Ce numéro est composé d’un éditorial et de 4 articles :

  • Editorial : Réflexions sur le sixième rapport sur les morts maternelles en France, 2013-2015, Rohan D’ Souza et coll., Département d’obstétrique et de gynécologie, Université McMaster, Hamilton, Ontario, Canada
  • La mortalité maternelle en France, évolutions récentes et défis actuels résultats marquants de l’enquête nationale confidentielle sur les morts maternelles en France, 2013-2015, Monica Saucedo et coll., Université Paris Cité, Inserm, UMR 1153 Cress, Équipe de recherche en épidémiologie obstétricale périnatale et pédiatrique (Épopé), Paris

Le 6e rapport de l’Enquête nationale confidentielle sur les morts maternelles (ENCMM) apporte des enseignements sur la fréquence, les facteurs de risque, les causes, l’adéquation des soins et l’évitabilité des morts maternelles survenues en 2013-2015 en France. Si le ratio de mortalité maternelle (RMM) global reste stable, le profil des causes évolue : la mortalité par hémorragie obstétricale continue de diminuer ; les maladies cardiovasculaires et les suicides deviennent les deux causes les plus fréquentes de mort maternelle.

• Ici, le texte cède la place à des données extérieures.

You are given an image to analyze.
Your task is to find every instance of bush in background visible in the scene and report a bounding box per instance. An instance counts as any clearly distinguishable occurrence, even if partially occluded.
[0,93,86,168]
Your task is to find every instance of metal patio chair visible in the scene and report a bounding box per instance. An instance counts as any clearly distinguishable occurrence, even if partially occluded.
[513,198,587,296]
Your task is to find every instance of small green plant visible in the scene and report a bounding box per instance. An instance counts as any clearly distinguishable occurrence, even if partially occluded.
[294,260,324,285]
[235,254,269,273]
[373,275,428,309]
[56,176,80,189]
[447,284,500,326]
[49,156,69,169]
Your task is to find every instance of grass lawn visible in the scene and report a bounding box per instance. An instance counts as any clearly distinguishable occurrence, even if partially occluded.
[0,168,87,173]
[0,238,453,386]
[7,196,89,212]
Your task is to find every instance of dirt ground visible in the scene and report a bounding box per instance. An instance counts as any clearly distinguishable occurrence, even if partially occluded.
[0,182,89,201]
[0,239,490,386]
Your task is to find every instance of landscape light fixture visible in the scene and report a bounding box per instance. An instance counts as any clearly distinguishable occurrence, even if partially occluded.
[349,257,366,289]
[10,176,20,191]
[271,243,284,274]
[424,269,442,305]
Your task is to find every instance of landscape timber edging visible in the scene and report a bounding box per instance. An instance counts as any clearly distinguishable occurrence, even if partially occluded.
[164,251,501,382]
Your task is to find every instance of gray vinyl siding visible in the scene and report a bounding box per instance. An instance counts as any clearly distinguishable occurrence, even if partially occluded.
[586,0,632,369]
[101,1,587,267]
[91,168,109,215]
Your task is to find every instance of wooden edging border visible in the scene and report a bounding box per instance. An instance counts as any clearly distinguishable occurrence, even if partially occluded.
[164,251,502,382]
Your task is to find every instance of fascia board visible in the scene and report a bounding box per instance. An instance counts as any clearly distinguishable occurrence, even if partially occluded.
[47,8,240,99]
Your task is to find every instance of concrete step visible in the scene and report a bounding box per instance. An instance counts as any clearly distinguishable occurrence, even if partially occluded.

Ce profil met en lumière de nouvelles priorités, en rappelant que la santé maternelle ne se limite pas à la sphère obstétricale, ainsi que l’importance de la prévention et de l’éducation en santé pour les futures mères. Le  rapport montre la persistance d’inégalités sociales et géographiques de mortalité maternelle.

Ces inégalités concernent notamment les départements et régions d’outre-mer (DROM) : 1 décès maternel sur 7 survient dans les DROM, et le RMM est plus de trois fois supérieur à celui de la France métropolitaine (32 contre 9,5 décès/100 000 naissances vivantes). La surmortalité des femmes migrantes reste une réalité : 2,5 fois celle des femmes nées en France.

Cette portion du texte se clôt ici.